With Zendesk Support’s contextual workspaces, you can set conditions for specific types of support tickets. For example, whenever an agent opens a return request ticket, all the necessary forms, macros, and apps will immediately appear.
Customer context
To give agents the information they need, your tool should tell them two things: who is this customer they’re interacting with, and what is their relationship with the company?
When an agent handles a customer support ticket, they should be able to quickly scan some basic information about the customer. With Zendesk Support’s Customer Context feature, you’re able to see the customer’s phone number, email address, and location as you’re interacting with them.
The tool also shows you all of the past interactions that the customer has had with your company, from purchases to website visits.
“Customer context lets your agent see when a customer has made an order, viewed an article in your help center, or even when they’ve had a previous conversation,’” Basu says.
Having that history is key to providing seamless support. Customers hate being transferred and having to explain themselves multiple times. You need a tool that will show support agents everything the customer has already been through.
Collaborative tools
More than 70% of customers expect companies to collaborate on their behalf. Your agents should be working with fellow team members to resolve customer issues as quickly and efficiently as possible.
“Imagine you need to refund something to a customer,” Basu says. “You might need to talk to your finance team to get approval. How do you do that efficiently? You need the tools to be able to collaborate across departments without having to switch between multiple platforms or apps.”
Zendesk Support has a Collaboration add-on that allows agents to efficiently communicate with other teams via email or Slack, without leaving their workspace.

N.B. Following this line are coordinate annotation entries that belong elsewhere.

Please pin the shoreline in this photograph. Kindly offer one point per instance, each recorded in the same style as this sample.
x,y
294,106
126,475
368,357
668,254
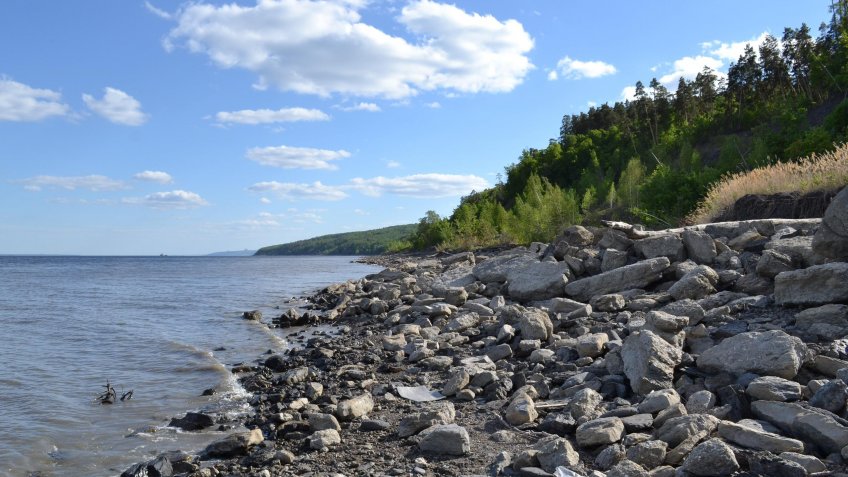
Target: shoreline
x,y
617,379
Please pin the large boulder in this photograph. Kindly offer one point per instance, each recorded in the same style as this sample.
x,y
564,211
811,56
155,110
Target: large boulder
x,y
831,240
537,281
816,285
772,353
637,275
649,361
447,439
233,445
496,268
700,247
535,324
670,246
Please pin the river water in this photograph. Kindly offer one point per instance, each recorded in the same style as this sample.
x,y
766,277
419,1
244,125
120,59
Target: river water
x,y
165,327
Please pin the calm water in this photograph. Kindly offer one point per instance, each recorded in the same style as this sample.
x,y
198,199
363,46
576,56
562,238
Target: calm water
x,y
151,324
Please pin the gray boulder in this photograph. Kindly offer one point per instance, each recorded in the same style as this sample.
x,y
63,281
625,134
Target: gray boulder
x,y
637,275
649,362
712,457
449,439
700,247
772,353
817,285
831,240
537,280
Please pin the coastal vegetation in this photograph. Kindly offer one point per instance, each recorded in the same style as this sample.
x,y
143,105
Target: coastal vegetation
x,y
371,242
653,158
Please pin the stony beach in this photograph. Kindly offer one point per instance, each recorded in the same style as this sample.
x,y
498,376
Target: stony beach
x,y
703,351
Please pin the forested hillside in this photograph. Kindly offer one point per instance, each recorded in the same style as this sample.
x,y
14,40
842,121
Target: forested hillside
x,y
652,158
369,242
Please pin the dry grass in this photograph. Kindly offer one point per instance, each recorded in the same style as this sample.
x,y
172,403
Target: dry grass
x,y
814,173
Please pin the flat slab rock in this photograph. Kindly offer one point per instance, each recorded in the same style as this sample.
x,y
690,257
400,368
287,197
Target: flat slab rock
x,y
772,353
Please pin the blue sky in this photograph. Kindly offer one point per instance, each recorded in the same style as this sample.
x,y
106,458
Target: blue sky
x,y
154,127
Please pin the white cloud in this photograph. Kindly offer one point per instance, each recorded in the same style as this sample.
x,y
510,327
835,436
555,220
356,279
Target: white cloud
x,y
154,176
19,102
370,107
157,11
688,67
288,157
175,199
267,116
324,48
576,69
95,183
628,93
117,107
293,191
731,52
427,186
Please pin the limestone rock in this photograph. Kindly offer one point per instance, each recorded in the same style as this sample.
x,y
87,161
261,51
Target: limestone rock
x,y
700,247
355,407
441,413
554,452
449,439
535,324
521,410
773,353
601,431
537,280
772,388
817,285
670,246
325,438
709,458
638,275
831,240
649,361
233,445
758,440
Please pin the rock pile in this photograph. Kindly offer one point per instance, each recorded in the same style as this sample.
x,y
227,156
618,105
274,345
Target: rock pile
x,y
705,351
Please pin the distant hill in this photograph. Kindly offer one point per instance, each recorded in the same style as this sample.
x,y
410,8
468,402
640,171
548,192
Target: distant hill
x,y
368,242
233,253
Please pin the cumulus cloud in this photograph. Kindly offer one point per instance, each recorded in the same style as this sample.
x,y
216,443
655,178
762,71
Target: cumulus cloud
x,y
268,116
117,107
288,157
154,176
175,199
157,11
731,52
688,67
19,102
420,185
324,47
292,191
94,183
576,69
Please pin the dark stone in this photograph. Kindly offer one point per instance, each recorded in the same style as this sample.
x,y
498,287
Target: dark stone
x,y
158,467
766,463
370,425
277,362
778,206
735,396
192,421
730,329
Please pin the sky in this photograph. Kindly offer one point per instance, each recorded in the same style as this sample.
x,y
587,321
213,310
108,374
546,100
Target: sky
x,y
132,127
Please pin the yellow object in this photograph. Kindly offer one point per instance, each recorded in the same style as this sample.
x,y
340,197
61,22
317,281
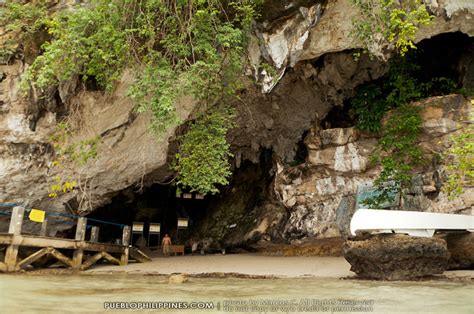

The “Side Conversations” feature allows agents to start a stand-alone side conversation with anyone in the company while they’re still speaking with the customer.
Agents can find the right answer without having to transfer customers or put them on hold.
Empower your agents with these support tools
Give service reps the customer support tools they need to collaborate and support one another. With the right support tool, you can make it easier for your agents to do their jobs and to work together on resolving especially thorny issues.
Help your support team help each other help customers—and let Zendesk Support give you all a helping hand.